The Siwash Creek project was originally conceived as a two-megawatt power plant by the original proponent Chad Peterson, who holds a 50-per-cent stake through Green Valley Power, with the Kanaka Bar Indian Band holding the other half.
The partners were asked by B.C. Hydro to trim the capacity back to one megawatt, but by the time the Crown corporation announced its approval, it agreed to only half that — 500 kilowatts — under its Standing Order clean-energy program.
“Hydro wanted to charge us $2.1 million to connect to the grid, but then they said they could reduce it if we took a little trim on the project,” said Kanaka Bar Chief Patrick Michell.
The revenue stream for the band and Green Valley Power has been halved to about $250,000 a year. The original cost of running the $3.7-million plant, including financing, was projected to be $273,000 a year, according to the Kanaka Bar economic development plan.

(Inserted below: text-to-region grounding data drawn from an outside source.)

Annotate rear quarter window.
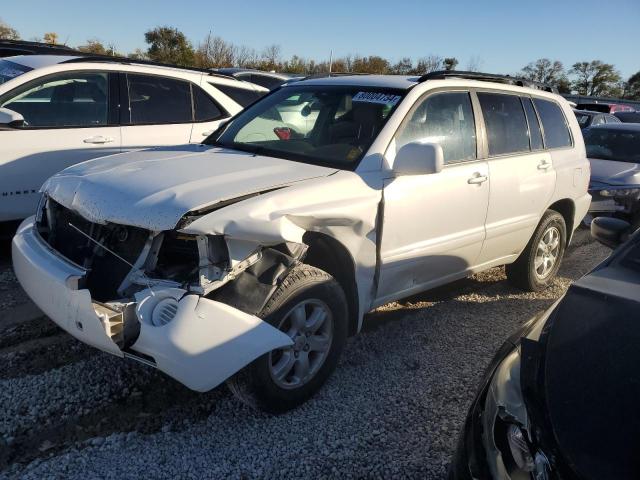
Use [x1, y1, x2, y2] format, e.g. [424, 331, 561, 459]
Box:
[213, 83, 265, 108]
[533, 98, 572, 149]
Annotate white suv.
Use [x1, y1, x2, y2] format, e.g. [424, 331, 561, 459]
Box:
[13, 71, 590, 412]
[0, 55, 268, 225]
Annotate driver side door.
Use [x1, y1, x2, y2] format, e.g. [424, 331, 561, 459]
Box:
[376, 90, 490, 304]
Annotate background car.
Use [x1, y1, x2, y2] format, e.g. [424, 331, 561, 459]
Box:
[213, 67, 302, 90]
[584, 123, 640, 229]
[573, 108, 621, 129]
[614, 111, 640, 123]
[576, 101, 636, 113]
[0, 54, 268, 228]
[0, 39, 79, 58]
[450, 216, 640, 480]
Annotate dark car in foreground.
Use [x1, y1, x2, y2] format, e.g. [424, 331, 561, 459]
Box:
[584, 123, 640, 229]
[573, 109, 620, 129]
[450, 216, 640, 480]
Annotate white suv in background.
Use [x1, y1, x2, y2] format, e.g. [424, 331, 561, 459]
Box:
[13, 71, 590, 412]
[0, 55, 268, 225]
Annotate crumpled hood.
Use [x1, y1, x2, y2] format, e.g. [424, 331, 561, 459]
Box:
[589, 157, 640, 187]
[43, 144, 337, 230]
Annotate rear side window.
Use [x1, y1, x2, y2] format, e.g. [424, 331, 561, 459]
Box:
[193, 85, 224, 122]
[605, 115, 621, 124]
[521, 97, 544, 150]
[214, 83, 264, 107]
[127, 74, 192, 125]
[533, 98, 572, 149]
[395, 91, 477, 165]
[478, 92, 529, 156]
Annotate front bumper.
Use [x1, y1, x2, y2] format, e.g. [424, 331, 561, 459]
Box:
[12, 217, 293, 392]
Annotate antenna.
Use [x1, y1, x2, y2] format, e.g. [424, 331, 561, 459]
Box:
[328, 49, 333, 74]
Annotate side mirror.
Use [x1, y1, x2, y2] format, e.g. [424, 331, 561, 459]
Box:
[393, 141, 444, 176]
[0, 107, 25, 128]
[590, 216, 631, 249]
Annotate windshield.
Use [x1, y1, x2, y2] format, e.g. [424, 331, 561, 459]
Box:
[0, 59, 32, 85]
[584, 129, 640, 163]
[206, 85, 405, 169]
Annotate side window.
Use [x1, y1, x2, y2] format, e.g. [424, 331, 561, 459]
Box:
[395, 91, 476, 165]
[532, 98, 572, 148]
[521, 97, 544, 150]
[192, 85, 225, 122]
[127, 74, 192, 125]
[1, 72, 109, 127]
[605, 114, 621, 124]
[478, 92, 529, 156]
[592, 115, 605, 126]
[248, 74, 284, 90]
[213, 83, 264, 108]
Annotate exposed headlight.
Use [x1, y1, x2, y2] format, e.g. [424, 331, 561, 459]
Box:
[599, 188, 640, 197]
[506, 423, 535, 472]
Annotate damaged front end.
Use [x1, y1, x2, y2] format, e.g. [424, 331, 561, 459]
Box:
[17, 196, 310, 391]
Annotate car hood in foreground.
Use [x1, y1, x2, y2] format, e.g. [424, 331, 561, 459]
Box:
[43, 144, 338, 231]
[588, 157, 640, 187]
[521, 258, 640, 480]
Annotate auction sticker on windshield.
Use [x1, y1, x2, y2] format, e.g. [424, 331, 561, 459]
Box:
[352, 91, 402, 106]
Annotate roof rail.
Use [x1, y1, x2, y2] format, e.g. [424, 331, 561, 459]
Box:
[60, 56, 235, 80]
[418, 70, 558, 94]
[0, 39, 75, 50]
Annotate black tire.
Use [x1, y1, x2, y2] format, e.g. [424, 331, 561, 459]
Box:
[506, 210, 567, 292]
[226, 264, 348, 413]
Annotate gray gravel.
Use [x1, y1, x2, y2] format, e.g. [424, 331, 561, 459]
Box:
[0, 231, 608, 479]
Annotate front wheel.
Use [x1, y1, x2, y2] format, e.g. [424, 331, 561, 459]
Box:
[506, 210, 567, 292]
[227, 264, 348, 413]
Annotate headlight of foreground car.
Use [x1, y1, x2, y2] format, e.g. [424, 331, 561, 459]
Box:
[482, 347, 550, 480]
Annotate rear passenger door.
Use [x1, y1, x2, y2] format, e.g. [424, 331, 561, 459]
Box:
[120, 73, 227, 148]
[475, 92, 556, 265]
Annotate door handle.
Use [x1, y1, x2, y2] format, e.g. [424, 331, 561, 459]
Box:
[537, 160, 552, 170]
[83, 136, 114, 144]
[201, 130, 214, 136]
[467, 173, 488, 185]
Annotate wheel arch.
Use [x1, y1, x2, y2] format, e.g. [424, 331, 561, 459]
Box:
[547, 198, 575, 246]
[302, 232, 360, 336]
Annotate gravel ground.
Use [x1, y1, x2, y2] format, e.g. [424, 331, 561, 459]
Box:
[0, 230, 608, 479]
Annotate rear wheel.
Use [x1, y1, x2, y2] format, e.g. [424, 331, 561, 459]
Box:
[227, 264, 347, 413]
[506, 210, 566, 292]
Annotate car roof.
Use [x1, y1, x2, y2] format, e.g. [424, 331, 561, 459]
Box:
[286, 75, 419, 89]
[4, 55, 79, 69]
[588, 123, 640, 132]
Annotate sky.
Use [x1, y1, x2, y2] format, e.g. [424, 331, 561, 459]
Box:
[3, 0, 639, 78]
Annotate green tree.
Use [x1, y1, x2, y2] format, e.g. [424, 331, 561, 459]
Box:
[77, 39, 118, 56]
[391, 57, 413, 75]
[43, 32, 59, 45]
[443, 57, 458, 71]
[0, 19, 20, 40]
[144, 26, 194, 66]
[570, 60, 622, 97]
[624, 71, 640, 100]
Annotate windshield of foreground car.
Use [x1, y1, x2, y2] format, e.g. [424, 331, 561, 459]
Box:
[206, 85, 405, 169]
[584, 129, 640, 164]
[0, 59, 32, 85]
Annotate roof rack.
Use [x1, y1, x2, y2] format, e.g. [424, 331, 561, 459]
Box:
[61, 56, 235, 79]
[300, 72, 368, 81]
[418, 70, 558, 93]
[0, 39, 75, 50]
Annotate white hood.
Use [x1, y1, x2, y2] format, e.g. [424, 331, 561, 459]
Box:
[43, 144, 337, 231]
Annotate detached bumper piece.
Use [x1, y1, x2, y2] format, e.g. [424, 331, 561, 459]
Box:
[12, 217, 293, 392]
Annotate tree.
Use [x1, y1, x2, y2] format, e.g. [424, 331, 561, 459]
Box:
[466, 55, 483, 72]
[144, 26, 195, 66]
[414, 55, 442, 74]
[391, 57, 413, 75]
[351, 55, 390, 74]
[77, 39, 118, 56]
[0, 19, 20, 40]
[195, 34, 235, 68]
[443, 57, 458, 71]
[261, 44, 282, 71]
[624, 71, 640, 100]
[521, 58, 565, 83]
[128, 48, 148, 60]
[571, 60, 622, 97]
[43, 32, 59, 45]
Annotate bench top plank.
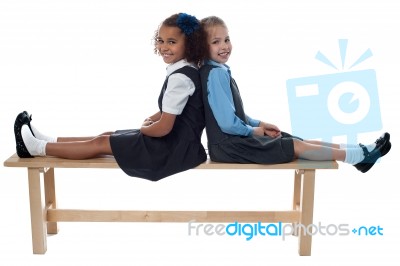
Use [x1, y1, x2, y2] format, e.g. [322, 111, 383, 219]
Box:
[4, 154, 338, 170]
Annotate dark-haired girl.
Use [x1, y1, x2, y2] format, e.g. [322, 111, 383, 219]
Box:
[14, 13, 208, 181]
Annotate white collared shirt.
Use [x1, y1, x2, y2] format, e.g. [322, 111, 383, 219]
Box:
[162, 59, 197, 115]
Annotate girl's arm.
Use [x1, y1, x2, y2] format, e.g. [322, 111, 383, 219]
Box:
[140, 112, 176, 137]
[143, 111, 162, 126]
[148, 111, 162, 122]
[141, 70, 194, 137]
[208, 68, 254, 136]
[249, 122, 282, 138]
[245, 115, 260, 127]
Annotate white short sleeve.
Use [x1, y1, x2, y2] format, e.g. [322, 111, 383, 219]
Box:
[162, 73, 195, 115]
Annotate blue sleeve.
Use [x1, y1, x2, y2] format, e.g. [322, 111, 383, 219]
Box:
[207, 68, 254, 136]
[246, 115, 260, 127]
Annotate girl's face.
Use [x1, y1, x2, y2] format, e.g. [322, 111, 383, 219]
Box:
[156, 25, 186, 64]
[206, 25, 232, 64]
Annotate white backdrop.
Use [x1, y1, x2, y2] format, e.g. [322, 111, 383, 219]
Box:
[1, 0, 399, 265]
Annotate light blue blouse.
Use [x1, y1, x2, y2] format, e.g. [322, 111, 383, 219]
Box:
[206, 60, 260, 136]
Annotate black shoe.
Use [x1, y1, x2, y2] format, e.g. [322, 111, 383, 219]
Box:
[374, 132, 390, 157]
[354, 138, 391, 173]
[22, 111, 35, 137]
[14, 111, 33, 158]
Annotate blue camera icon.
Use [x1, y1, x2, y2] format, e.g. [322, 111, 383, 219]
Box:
[286, 69, 382, 142]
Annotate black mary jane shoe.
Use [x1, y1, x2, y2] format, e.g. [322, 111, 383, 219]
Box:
[22, 110, 35, 136]
[14, 111, 34, 158]
[354, 140, 391, 173]
[354, 132, 391, 173]
[374, 132, 390, 157]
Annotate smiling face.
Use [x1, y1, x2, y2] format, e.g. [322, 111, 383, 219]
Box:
[156, 25, 186, 64]
[205, 25, 232, 64]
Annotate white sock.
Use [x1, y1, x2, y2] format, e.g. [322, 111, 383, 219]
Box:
[344, 147, 365, 165]
[30, 125, 57, 143]
[21, 125, 47, 156]
[340, 143, 376, 152]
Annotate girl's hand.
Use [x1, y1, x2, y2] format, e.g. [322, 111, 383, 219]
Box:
[252, 127, 265, 137]
[140, 112, 176, 137]
[264, 128, 281, 138]
[260, 121, 282, 138]
[142, 118, 154, 127]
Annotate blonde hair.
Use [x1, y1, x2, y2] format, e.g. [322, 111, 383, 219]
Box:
[200, 16, 228, 60]
[200, 16, 227, 31]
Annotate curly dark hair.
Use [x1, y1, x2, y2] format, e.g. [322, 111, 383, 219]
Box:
[153, 13, 208, 66]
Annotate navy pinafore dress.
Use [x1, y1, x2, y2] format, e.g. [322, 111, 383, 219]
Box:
[200, 64, 300, 164]
[110, 66, 207, 181]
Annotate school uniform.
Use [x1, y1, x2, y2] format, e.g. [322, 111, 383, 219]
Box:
[200, 60, 300, 164]
[110, 60, 207, 181]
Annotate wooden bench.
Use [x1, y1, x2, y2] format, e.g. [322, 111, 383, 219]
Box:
[3, 153, 338, 256]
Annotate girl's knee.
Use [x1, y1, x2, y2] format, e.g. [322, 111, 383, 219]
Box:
[293, 139, 301, 149]
[292, 139, 303, 158]
[99, 131, 114, 136]
[91, 135, 111, 152]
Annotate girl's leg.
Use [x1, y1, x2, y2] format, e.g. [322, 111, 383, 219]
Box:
[293, 133, 391, 173]
[302, 138, 379, 159]
[22, 125, 113, 159]
[31, 121, 113, 142]
[294, 136, 385, 165]
[293, 139, 345, 161]
[46, 135, 113, 159]
[57, 132, 114, 142]
[303, 140, 340, 149]
[304, 140, 379, 152]
[295, 136, 384, 164]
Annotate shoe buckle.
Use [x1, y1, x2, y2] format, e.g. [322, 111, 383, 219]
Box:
[359, 143, 369, 157]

“By our initial forecast, we will have to subsidize the loan for 20 years,” said Michell. “It doesn’t make any sense.”
The Kanaka Band has already invested $450,000 in feasibility, hydrology and engineering studies, with a similar investment from Green Valley.

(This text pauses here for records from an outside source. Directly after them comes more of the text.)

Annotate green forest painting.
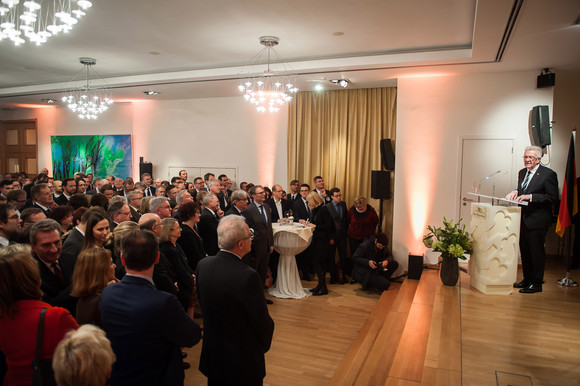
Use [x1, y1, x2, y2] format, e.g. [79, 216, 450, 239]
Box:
[51, 135, 133, 180]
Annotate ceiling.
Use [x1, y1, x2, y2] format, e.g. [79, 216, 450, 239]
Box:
[0, 0, 579, 110]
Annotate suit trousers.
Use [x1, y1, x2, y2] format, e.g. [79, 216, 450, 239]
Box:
[366, 261, 399, 291]
[519, 225, 547, 285]
[329, 236, 348, 275]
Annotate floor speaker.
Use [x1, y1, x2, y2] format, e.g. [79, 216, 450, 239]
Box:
[139, 162, 153, 179]
[408, 254, 423, 280]
[371, 170, 391, 199]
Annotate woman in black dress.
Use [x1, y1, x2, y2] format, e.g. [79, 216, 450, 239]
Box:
[177, 201, 207, 271]
[159, 217, 195, 316]
[300, 191, 334, 296]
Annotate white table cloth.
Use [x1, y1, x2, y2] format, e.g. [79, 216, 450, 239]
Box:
[268, 223, 314, 299]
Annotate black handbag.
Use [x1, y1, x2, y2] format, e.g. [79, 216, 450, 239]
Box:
[31, 308, 57, 386]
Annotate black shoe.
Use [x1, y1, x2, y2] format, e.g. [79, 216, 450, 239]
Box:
[181, 351, 188, 359]
[519, 284, 542, 293]
[309, 285, 321, 293]
[513, 280, 530, 288]
[265, 299, 274, 304]
[350, 279, 357, 284]
[182, 361, 191, 370]
[312, 288, 328, 296]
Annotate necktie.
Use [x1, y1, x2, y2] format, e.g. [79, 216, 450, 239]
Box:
[52, 262, 65, 285]
[259, 205, 267, 223]
[522, 170, 532, 192]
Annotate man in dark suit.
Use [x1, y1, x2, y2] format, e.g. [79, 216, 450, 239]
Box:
[506, 145, 558, 293]
[141, 173, 156, 197]
[127, 190, 143, 222]
[313, 176, 332, 204]
[292, 184, 312, 221]
[30, 219, 77, 314]
[287, 179, 300, 205]
[101, 229, 201, 386]
[265, 184, 290, 223]
[29, 183, 54, 217]
[198, 194, 223, 255]
[243, 185, 274, 301]
[351, 233, 399, 293]
[0, 203, 21, 246]
[197, 215, 274, 385]
[225, 189, 248, 216]
[326, 187, 349, 283]
[54, 177, 76, 206]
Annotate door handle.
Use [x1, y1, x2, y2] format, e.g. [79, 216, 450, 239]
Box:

B.C. Hydro announced it would pursue five purchase agreements last March with five First Nations projects — including Siwash Creek — including hydro, solar and wind energy projects. A purchase agreement allows proponents to sell electricity to B.C. Hydro at a set price.
However, at least ten other “shovel-ready” clean energy projects may be doomed while B.C. Hydro completes a review of its own operations and its place in the energy sector, including B.C.’s future power needs.
With the 1,100-megawatt Site C Dam planned for completion in 2024, B.C. Hydro now projects it will have a surplus of electricity until the early 2030s.
Even if British Columbians put 300,000 electric vehicles on the road over the next 12 years, they will require only 300 megawatts of new capacity, the company said.
A long-term surplus could effectively halt all small-scale clean energy development, according to Clean Energy B.C.
“(B.C. Hydro) dropped their offer down to 500 kilowatts right around the time they announced their review,” said Michell. “So we filled out the paperwork at 500 kilowatts and (B.C. Hydro) got to make its announcement of five projects.”
In the new few weeks, Kanaka and Green Valley will discuss whether they can move forward with a new financial model or shelve the project, he said.
B.C. Hydro declined to comment on the rationale for downsizing Siwash Creek’s power purchase agreement.
The Kanaka Bar Band successfully operates a 49.9-megawatt run-of-river plant on Kwoiek Creek with partners Innergex Renewable Energy.